How to understand Bitcoin and cryptocurrencies in five easy steps

It’s true that cryptocurrency is the next major step in the evolution of the internet, but it’s also true that it’s a frighteningly complex technology that makes it difficult for potential investors to assess the recent news flow.

It’s natural for investors, who have not already in the Bitcoin market to wonder if it’s too late to get in now or if they’ve missed the boat. It is natural for business owners to wonder whether they should establish a way to accept cryptocurrency payments in order to stay ahead of potential changes to the payment landscape in the future.

Despite that, cryptocurrencies are affecting industries outside of the financial sector. It is difficult to predict the future, but a grounding in cryptocurrency fundamentals is a good starting point.
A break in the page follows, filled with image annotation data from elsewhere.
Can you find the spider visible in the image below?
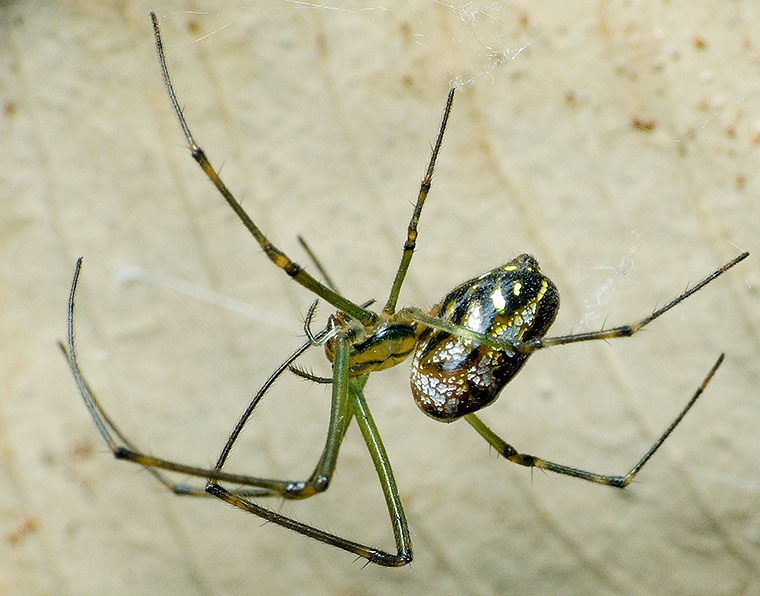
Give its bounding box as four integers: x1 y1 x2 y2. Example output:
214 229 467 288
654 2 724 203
60 13 749 567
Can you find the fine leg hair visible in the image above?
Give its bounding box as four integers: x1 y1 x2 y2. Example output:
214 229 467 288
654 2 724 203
464 354 724 488
59 258 412 566
399 252 749 354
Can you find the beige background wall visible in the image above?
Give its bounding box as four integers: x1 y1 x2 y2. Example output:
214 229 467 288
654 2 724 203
0 0 760 595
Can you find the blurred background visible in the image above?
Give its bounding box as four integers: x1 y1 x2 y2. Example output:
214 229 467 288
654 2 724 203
0 0 760 595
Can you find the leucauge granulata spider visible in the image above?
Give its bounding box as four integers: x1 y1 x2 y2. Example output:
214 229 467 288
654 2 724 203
61 13 749 566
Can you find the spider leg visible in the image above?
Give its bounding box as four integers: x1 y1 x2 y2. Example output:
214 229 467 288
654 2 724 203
150 12 377 324
383 88 454 315
464 354 724 488
59 258 326 496
64 258 412 566
528 252 749 352
206 337 412 567
399 252 749 354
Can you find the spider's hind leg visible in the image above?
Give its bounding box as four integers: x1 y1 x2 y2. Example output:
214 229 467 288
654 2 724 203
464 354 723 488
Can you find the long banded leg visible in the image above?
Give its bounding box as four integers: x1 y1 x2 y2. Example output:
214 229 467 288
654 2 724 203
150 12 377 324
464 354 723 488
59 258 336 497
206 338 412 567
383 88 454 315
399 252 749 354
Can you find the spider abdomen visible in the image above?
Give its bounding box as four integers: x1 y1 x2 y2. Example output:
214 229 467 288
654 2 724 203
411 254 559 422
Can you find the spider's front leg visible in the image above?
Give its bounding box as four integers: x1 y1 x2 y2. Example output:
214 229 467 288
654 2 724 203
206 334 412 567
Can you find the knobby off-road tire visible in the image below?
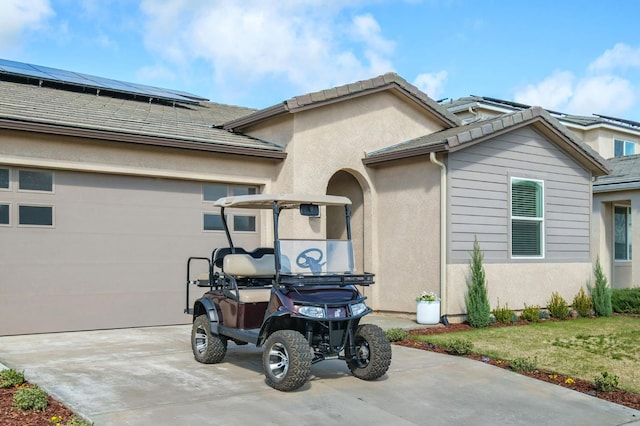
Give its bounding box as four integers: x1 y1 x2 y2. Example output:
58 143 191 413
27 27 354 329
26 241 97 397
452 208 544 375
262 330 312 392
347 324 391 380
191 315 227 364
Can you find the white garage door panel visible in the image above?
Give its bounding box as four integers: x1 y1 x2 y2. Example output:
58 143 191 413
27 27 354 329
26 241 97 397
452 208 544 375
0 171 260 335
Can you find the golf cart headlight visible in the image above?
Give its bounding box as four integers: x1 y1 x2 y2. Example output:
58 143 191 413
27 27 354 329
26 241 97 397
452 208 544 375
298 306 325 318
351 303 367 317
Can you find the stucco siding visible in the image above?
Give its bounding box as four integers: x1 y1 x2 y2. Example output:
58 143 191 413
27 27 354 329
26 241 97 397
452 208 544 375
448 127 591 263
445 262 591 314
373 159 440 312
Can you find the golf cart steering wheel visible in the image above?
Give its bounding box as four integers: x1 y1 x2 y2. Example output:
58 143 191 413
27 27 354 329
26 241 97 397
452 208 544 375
296 247 324 274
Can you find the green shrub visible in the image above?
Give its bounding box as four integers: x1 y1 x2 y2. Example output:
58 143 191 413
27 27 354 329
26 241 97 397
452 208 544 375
13 385 47 411
464 238 491 328
491 301 514 325
386 328 409 342
65 416 93 426
0 368 24 388
589 258 613 317
594 371 618 392
547 291 569 319
611 287 640 314
520 303 540 322
571 287 593 317
445 338 473 355
509 357 538 373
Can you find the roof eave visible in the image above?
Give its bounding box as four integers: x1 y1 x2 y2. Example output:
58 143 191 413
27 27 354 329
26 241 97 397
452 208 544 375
593 181 640 193
362 142 447 167
222 102 289 130
0 118 287 160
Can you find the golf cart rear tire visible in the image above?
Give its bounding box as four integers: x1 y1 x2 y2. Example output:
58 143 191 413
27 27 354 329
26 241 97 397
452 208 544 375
262 330 312 392
191 315 227 364
347 324 391 380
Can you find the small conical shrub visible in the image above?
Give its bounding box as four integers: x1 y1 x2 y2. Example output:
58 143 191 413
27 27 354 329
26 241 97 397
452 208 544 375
464 238 491 328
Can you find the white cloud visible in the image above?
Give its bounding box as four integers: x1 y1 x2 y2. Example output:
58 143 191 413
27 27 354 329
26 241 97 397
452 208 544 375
141 0 395 98
0 0 53 52
514 44 640 116
567 75 637 116
413 71 447 100
589 43 640 72
514 71 574 110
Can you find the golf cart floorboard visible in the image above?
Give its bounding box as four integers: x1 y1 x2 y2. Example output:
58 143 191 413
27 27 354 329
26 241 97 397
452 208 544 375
218 325 260 345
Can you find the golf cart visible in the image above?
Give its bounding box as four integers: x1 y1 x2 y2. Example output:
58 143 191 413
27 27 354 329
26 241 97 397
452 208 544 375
185 194 391 391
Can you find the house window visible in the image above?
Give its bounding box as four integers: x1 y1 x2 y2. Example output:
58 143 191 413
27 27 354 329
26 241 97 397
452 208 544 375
0 169 9 189
18 170 53 192
202 183 258 232
204 213 224 231
613 139 636 157
511 178 544 257
0 204 9 225
18 205 53 226
613 206 631 260
233 215 256 232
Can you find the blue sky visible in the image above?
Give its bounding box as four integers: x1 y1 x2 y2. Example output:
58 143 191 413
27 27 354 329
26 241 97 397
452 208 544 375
0 0 640 121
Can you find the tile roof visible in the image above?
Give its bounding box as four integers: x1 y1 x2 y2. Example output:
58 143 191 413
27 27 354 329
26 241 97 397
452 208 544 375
593 154 640 192
224 73 460 129
439 95 640 131
364 107 608 174
0 79 284 156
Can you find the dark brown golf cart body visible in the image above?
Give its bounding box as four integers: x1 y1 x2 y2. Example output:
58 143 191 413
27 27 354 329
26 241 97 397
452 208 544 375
185 194 391 390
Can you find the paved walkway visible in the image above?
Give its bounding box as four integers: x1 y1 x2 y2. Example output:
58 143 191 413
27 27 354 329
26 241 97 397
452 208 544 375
0 316 640 426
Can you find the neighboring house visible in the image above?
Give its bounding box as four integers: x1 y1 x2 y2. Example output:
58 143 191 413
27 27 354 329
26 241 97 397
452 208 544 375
0 61 609 335
441 96 640 288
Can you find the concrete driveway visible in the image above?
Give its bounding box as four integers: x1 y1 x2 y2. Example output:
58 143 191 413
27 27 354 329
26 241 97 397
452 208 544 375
0 323 640 426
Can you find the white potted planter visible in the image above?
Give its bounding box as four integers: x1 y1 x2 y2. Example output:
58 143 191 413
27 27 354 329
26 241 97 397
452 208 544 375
416 291 440 324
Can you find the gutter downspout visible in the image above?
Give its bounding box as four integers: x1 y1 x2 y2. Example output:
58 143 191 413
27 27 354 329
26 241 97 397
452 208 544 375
429 152 448 325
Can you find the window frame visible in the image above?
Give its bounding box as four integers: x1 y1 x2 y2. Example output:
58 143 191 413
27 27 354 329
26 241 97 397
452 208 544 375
0 167 11 191
0 201 13 227
613 204 633 263
613 138 636 157
16 202 56 228
509 176 546 260
16 169 55 194
202 211 229 232
201 182 260 234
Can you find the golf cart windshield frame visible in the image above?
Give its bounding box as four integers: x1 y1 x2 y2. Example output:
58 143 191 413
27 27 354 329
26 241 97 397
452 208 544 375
215 194 373 285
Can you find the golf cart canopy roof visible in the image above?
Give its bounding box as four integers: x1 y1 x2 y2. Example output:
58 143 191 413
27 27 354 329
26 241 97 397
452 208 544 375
214 194 351 209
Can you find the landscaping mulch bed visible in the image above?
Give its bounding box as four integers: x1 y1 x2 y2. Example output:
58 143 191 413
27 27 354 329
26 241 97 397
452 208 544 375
394 321 640 410
0 387 73 426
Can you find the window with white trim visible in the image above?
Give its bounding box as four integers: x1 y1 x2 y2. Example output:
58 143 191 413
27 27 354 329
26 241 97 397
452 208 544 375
202 183 258 232
511 177 544 257
18 170 53 192
613 139 636 157
0 168 9 190
18 204 53 226
613 206 632 260
0 203 11 225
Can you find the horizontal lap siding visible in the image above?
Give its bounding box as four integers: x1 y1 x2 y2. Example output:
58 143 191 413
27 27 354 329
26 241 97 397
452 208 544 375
448 127 591 263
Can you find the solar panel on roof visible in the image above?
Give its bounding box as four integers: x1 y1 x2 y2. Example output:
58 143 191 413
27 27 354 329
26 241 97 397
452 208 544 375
0 59 208 104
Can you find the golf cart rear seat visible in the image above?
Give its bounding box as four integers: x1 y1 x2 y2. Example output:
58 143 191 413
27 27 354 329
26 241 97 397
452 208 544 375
222 253 276 303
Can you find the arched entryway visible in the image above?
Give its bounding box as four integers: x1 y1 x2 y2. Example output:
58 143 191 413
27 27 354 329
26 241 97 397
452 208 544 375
327 170 369 296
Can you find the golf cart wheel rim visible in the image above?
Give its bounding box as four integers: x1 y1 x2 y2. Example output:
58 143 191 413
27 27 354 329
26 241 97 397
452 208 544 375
269 343 289 379
196 327 208 354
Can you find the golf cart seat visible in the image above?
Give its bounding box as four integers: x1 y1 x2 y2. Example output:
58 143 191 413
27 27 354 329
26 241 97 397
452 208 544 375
222 253 276 277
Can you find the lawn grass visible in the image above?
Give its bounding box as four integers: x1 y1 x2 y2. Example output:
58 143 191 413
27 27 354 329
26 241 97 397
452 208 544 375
413 315 640 393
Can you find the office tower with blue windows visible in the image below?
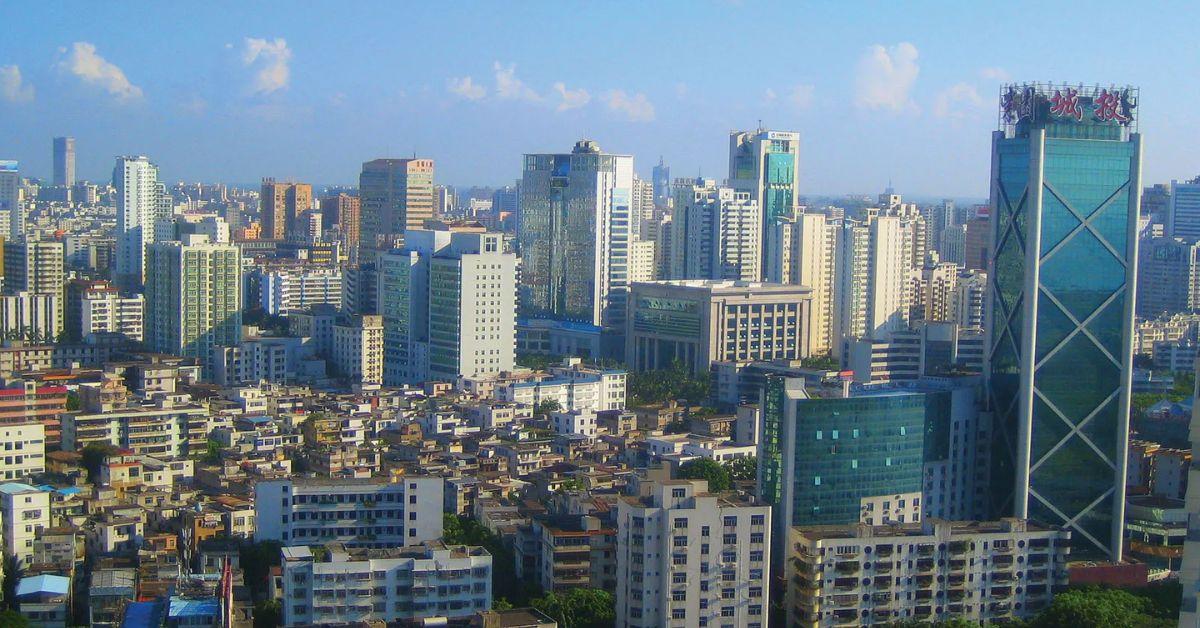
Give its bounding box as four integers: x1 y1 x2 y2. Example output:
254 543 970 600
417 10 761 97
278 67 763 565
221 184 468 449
517 139 634 357
988 83 1141 560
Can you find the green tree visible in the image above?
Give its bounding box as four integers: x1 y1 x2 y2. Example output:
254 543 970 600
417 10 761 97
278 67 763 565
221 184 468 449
725 456 758 482
529 588 617 628
80 443 118 484
1030 587 1174 628
238 540 283 602
676 457 733 491
442 513 536 606
254 599 283 628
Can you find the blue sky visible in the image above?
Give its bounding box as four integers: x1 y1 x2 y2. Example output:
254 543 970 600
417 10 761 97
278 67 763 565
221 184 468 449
0 0 1200 197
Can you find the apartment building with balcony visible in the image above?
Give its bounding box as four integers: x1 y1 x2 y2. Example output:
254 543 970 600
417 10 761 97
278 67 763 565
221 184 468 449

Following are some guidelines that can serve as a starting point:

1. Which ones are they?

A cryptocurrency is a digital currency that exists only online and is operated by peer-to-peer networks. In contrast to fiat currencies – those issued and guaranteed by a country – they do not have a paper version and their supply is not controlled by a central bank.

The currency can be used in the same way as any other: as a payment or as an investment. Various exchanges or platforms allow you to purchase them directly online, and they can be purchased in small fractions, so you can theoretically use them for both small and large purchases. Bitcoin, for instance, has a limit of 21 million coins per year, which appeals to investors since it puts a limit on inflation.

Any changes made to a block require changes in previous blocks, making the chain nearly impossible to hack.

Cryptocurrencies might be seen as potential alternative investments or payment systems by investors, but Perlin argues that blockchain’s potential could be more transformative.

2. Where do they come from?

As opposed to fiat currencies, cryptocurrencies do not have a central bank issuing them. Rather, they are mined, which is a term referring to the amount of work required to produce them. Blockchains verify cryptocurrency transactions by mining and adding them to the blockchain with the help of miners. Their efforts are rewarded with new coins. A special piece of hardware is required and a lot of power is consumed, so the process is costly.

A new technology like the Lightning Network could eventually solve mining issues, according to a San Francisco-based RBC Capital Markets analyst. Using this technology, you can layer a payment protocol on top of a cryptocurrency blockchain to reduce transaction times and energy use.

3. Why is it beneficial?

Decentralized blockchain technology allows cryptocurrency transactions to be carried out without requiring an intermediary, making them cheaper and preventing transactions from being canceled or interfered with by any authority.

When sending money to family or buying a product overseas, an intermediary would normally be required to convert the currency, with fees associated with the conversion and the transaction. Funds could also be delayed depending on how they are transferred.

When using a cryptocurrency such as Bitcoin, the Bitcoin transaction takes at most a few minutes, and there is only one transaction fee. Internet connections make it possible for it to be initiated from anywhere in the world. There is potential for businesses to conduct cheap, nearly instantaneous, cross-border transactions, which could revolutionize global payments and remittances.

4. How risky is it?

Despite the possibilities of cryptocurrencies, they also come with a lot of risks, both as an investment and a currency for transactions.

Firstly, cryptocurrencies’ decentralized nature comes with a downside because no government backs them, so they are not protected by the government. It could mean that the government is not motivated to track down thieves in the event of thefts, according to Steves.

While blockchains have not been hacked, cryptocurrency exchanges that buy and sell cryptocurrencies have been targeted for theft. The Coincheck exchange in Japan was hacked in January and around 530 million dollars’ worth of cryptocurrency was stolen.

5. In what ways will the future be different?

Despite the newness of the cryptocurrency space right now, many merchants already accept Bitcoin worldwide using a Bitcoin wallet and blockchain could have an impact across many industries in the future.

In addition to global remittances, blockchain’s decentralized nature opens up the opportunity to revolutionize the identity industry, as customer specifics can be stored in an authenticated distributed database that consumers can manage and share with businesses and authorities.

This will require continued advancements in the cryptocurrencies themselves, in order to be able to add applications and transact faster and more cheaply.

As for whether cryptocurrencies will become the world’s dominant currency, Steves says, “It’s unclear,” adding that there will be some coins worth trillions of dollars.